Growing up in Grimsby on the northeast coast of England in the late 60s / early 70s, the sound of Radio 4 programming was the constant background to our family life. The little wireless radio in the windowsill was turned on in our kitchen when the sun came up and didn’t go off again until the family sat down for supper in the evening. It was our mother’s primary source of all knowledge, rather like me and NPR today. Family life clattered around it with the radio fading into the background when we came through for breakfast, after school hellos, just hanging around or hunting for snacks.
The only time of the week that our noisy comings and goings took a backseat to Radio 4 was at 9am on Sunday mornings when Alistair Cooke delivered his weekly “Letter from America“. It was like church in the kitchen for those 15 minutes every week.
He would would speak of a topical issue in the US, tying together different strands of observation and anecdote and often ending on a humorous or poignant note. As ex-pats living in the pre-internet, CNN, Skype, WhatsApp, etc. era, I’m sure my parents were eager to hear any deeper commentary on the news from their home country. I can still hear his distinguished voice speaking into that quiet Sunday breakfast gathering around our Formica kitchen table.
Today, on a Sunday morning, another lifetime later, I connected in Zoom with five of my high school friends from that period of my life. They are now scattered across England, and I’m in the US. I felt as hungry for connection to what’s going on with them this morning, as my parents must have been seeking in Alistiar Cooke’s letters from America — especially during times of crisis as their home country dealt with assassinations, riots, a war gone wrong and even an impeachment.
I realized this was my Alistair Cooke moment.
This morning I wanted the threads still connecting me to that part of my life to tell me how they were doing with the coronavirus back in England. What were the restrictions? Were people following them? What were their new routines? How were they coping? What is the general mood? Are they getting tested? Zoom put us all together in one virtual moment in time.
We jumped around from being serious to giggly, upbeat to gloomy, to joyful and comforted. It was as much fun as the last time we gathered three years ago for several days of reminiscing, sharing of laughter and tears, and reflecting on the passage of so many decades.
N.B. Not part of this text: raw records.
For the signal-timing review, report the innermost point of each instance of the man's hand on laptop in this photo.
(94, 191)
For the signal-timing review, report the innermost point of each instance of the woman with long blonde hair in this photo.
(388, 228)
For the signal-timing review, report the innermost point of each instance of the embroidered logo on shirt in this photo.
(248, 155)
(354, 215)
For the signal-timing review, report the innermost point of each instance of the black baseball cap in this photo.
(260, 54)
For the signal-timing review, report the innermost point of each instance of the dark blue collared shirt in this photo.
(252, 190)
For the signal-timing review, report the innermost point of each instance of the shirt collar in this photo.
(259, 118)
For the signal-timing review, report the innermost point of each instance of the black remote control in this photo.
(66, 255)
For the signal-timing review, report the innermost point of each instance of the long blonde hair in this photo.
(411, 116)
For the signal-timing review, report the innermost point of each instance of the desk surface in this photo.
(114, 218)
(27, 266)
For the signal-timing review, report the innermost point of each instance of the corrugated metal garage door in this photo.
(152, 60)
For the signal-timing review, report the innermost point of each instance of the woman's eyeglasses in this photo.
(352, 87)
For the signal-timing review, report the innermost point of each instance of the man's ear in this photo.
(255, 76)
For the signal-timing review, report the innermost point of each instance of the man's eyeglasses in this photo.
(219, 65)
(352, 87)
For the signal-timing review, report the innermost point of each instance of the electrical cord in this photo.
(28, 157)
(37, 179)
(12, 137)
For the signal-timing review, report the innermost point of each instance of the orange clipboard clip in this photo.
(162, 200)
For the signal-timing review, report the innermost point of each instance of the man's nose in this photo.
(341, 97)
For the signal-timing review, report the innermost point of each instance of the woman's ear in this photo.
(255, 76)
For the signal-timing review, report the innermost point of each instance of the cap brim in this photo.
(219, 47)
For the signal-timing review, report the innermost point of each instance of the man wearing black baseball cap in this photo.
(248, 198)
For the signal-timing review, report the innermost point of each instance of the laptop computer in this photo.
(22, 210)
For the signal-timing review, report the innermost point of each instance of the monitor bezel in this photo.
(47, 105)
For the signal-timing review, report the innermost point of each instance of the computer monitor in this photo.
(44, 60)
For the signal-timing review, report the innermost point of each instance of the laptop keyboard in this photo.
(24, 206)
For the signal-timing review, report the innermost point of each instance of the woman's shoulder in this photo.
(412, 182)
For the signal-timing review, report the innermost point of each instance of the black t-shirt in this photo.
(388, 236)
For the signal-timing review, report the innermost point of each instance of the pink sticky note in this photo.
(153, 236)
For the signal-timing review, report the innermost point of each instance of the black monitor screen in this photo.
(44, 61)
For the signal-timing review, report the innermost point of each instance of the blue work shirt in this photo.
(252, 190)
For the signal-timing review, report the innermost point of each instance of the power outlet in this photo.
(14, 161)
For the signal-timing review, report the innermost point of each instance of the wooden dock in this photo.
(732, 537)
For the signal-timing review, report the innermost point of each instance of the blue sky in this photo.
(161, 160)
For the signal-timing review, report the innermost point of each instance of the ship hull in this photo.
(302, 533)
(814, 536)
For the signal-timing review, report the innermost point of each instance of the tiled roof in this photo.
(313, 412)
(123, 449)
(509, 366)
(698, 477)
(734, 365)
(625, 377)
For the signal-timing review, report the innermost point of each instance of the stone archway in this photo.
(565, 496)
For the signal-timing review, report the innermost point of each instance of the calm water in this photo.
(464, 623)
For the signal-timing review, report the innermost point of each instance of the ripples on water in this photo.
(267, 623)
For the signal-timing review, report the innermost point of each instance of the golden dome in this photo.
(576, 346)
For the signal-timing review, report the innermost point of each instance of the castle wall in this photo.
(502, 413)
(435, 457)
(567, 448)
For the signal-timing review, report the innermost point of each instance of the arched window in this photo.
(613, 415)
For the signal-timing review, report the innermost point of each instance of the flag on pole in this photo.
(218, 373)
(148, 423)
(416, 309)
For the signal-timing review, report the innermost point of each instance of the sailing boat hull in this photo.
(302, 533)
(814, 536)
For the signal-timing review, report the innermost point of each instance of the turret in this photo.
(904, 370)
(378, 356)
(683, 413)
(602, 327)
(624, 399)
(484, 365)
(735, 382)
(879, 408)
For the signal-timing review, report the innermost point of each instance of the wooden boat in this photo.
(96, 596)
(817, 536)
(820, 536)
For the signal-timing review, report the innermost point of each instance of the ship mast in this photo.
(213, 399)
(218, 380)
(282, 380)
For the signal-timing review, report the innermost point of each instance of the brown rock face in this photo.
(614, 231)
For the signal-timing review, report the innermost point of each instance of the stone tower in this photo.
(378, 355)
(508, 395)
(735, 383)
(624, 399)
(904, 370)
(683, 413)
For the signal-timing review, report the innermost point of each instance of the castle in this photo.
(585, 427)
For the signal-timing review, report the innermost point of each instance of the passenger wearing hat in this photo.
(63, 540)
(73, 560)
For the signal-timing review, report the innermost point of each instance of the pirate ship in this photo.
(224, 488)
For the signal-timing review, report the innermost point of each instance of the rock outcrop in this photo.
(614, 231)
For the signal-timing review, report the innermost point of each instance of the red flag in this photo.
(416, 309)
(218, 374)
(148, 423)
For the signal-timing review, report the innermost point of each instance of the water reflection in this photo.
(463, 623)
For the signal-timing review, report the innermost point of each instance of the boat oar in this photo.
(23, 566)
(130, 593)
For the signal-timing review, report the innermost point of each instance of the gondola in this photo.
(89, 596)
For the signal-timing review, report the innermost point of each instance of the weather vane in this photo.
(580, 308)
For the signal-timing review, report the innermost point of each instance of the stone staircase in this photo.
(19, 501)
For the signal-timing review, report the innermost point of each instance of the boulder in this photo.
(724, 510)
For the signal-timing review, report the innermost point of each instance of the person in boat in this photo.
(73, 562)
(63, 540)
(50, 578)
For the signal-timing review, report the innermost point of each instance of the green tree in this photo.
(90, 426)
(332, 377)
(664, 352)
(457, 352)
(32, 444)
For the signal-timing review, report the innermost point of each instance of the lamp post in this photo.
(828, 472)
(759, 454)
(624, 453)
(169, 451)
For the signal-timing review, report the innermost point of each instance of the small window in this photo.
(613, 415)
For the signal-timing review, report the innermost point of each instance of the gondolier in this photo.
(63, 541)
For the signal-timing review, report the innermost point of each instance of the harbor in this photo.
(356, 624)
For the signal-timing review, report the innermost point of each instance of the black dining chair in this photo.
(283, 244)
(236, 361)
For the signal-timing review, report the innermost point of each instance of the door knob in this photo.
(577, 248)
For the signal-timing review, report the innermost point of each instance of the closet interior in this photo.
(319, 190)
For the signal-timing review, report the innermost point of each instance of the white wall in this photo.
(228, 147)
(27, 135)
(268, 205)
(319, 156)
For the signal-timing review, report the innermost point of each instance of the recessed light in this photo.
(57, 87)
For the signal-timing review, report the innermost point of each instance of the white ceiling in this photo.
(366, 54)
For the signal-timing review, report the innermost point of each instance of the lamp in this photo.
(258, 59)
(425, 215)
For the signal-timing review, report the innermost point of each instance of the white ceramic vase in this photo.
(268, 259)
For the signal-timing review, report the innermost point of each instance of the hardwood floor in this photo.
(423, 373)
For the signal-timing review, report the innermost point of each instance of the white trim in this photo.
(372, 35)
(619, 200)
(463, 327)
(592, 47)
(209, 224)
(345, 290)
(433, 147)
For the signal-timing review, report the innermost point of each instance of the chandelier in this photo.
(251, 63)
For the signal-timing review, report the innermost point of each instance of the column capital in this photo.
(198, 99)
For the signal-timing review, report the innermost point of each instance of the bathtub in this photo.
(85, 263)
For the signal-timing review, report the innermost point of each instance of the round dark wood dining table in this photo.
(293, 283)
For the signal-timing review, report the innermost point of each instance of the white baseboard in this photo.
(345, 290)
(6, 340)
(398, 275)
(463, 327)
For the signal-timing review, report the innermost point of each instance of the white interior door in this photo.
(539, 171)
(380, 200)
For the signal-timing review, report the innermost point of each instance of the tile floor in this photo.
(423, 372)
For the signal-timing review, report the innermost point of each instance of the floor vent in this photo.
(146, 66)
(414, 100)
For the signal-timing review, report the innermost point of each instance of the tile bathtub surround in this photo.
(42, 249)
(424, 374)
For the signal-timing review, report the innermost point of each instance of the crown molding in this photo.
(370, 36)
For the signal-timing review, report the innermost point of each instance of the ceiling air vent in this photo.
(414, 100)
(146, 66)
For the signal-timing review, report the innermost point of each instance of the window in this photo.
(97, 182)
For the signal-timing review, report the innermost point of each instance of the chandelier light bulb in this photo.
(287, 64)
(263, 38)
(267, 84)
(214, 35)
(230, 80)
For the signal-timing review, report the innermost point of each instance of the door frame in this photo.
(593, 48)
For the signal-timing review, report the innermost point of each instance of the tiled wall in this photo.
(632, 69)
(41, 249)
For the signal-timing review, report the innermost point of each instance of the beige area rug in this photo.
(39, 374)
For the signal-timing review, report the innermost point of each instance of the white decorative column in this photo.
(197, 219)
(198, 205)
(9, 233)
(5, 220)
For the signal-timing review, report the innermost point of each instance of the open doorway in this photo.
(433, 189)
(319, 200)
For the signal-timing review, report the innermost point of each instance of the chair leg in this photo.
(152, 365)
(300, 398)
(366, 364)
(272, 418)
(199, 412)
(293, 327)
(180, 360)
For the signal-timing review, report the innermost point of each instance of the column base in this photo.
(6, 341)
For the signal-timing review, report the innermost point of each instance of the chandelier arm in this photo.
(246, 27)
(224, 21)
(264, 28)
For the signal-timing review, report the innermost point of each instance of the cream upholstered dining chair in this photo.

We were amazed on either side of “the pond” at the dramatic differences in how the pandemic is being handled. The most notable aspect of their reports to me was how similar, consistent and aligned they were in their understanding of the national messaging and the responses each one of them was taking personally. The only point of some dispute – really more of a discussion – was whether you could go out for longer than a 30-minute walk each day. A finer point, which seems trivial compared to much larger questions of intent and interpretation here at home. Otherwise, it all sounded very similar from Dorset to Yorkshire to Leicester to Lincolnshire.
It was pretty simple: Only go out once a day for exercise and do not leave the house otherwise — unless it’s necessary to purchase food. Work from home unless otherwise deemed essential or exempted. They also all seemed to be tuning into the 5pm Daily Briefing, which sounds similar in concept, if not actual execution, to our “White House holds Coronavirus Task Force briefing”.
I can feel the pressure to get back to work building up in the national conversation here, so I was struck by the fact that they are all expecting to be in isolation like this for 12-14 weeks — until early June. And nobody seemed to take issue with it – no questions asked. In fact, they are prepared for the June date to be extended. They understand that this is required to avoid a disastrous spread and complete collapse of the health system. One of our group had just returned to the UK after living in Italy for the past 40 years. She’s very close to what is happening there. Daily videos and messages from Italy leave no doubt as to what the UK fate might be if they do not heed the government restrictions. I did not expect this level of unanimity from a group that had expressed different emotions over Brexit a few years ago.
On a lighter note, they were all getting involved in the various online choirs being organized, music lessons and regular coffee morning visits on video chat. Several of them are newly besotted with a Joe Wicks’ exercise program online – apparently he’s very easy on the eye. I will definitely have to check that out. I was also introduced to some new Netflix series and was left feeling uplifted, connected and hopeful about our future.
We had so much fun that we scheduled another gathering next Sunday.
It took a pandemic for us to even think about this. We are wondering why?